Sometimes information in journals is summarized into homogeneous groups before posting to the ledger. For instance, if there are a lot of cash payments for supplies during a period, such payments may be summarized to limit the number of records in the ledger. Note that only homogeneous transactions are usually summarized before posting.
After posting has been made, all debit and credit balances are compared to ensure they balance.
4.5.4 Preparing trial balances
When all entries are posted, a trial balance is prepared.
A trial balance is a list of all accounts with their balances at a point in time.
Trial balances can be prepared at any time (before or after adjusting or closing entries). However, it is considered a good practice to have a trial balance before preparing financial statements because a trial balance shows accounts with their balances. Such information greatly facilitates preparation of financial statements. An example of a trial balance before and after all closing entries is shown below:
Illustration : Before closing trial balance for Huske’s Consultants
Account Titles | Debit | Credit |
Cash | 11,100 | |
Supplies | 100 | |
Accounts Receivable | 1,100 | |
Interest Receivable | 100 | |
Prepaid Rent | 1,233 | |
Notes Receivable | 3,000 | |
Office Equipment | 2,000 | |
Accumulated Depreciation | (800) | |
Accounts Payable | (800) | |
Salaries Payable | (600) | |
Interest Payable | (163) | |
Notes Payable | (4,000) | |
Unearned Revenue | (1,800) | |
Contributed Capital | (10,000) | |
Distributions | 300 | |
Consulting Revenue | (5,100) | |
Interest Revenue | (100) | |
Depreciation Expense | 800 | |
Interest Expense | 163 | |
Office Maint. Expense | 800 | |
Operating Expense | 600 | |
Rent Expense | 1,167 | |
Salaries Expense | 600 | |
Supplies Expense | 300 | |
Grand Total | 23,363 | (23,363) |
Illustration: Post closing trial balance for Huske’s Consultants
Account Titles | Debit | Credit |
Cash | 11,100 | |
Supplies | 100 | |
Accounts Receivable | 1,100 | |
Interest Receivable | 100 | |
Prepaid Rent | 1,233 | |
Notes Receivable | 3,000 | |
Office Equipment | 2,000 | |
Accumulated Depreciation | (800) | |
Accounts Payable | (800) | |
Salaries Payable | (600) | |
Interest Payable | (163) | |
Notes Payable | (4,000) | |
Unearned Revenue | (1,800) | |
Contributed Capital | (10,000) | |
Retained Earnings | (470) | |
Grand Total | 18,633 | (18,633) |
Preparing financial statements (conclusion only)

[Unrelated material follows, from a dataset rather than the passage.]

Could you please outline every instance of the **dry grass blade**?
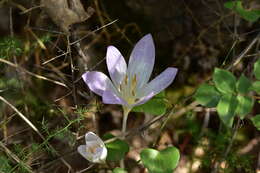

After the post closing trial balance is prepared and checked to ensure credit balances equal debit balances, financial statements are prepared. We are skipping preparation of financial statements here because we have seen how that is done before. Note that preparation of financial statements is the final step in the sequence that was started by analyzing source documents.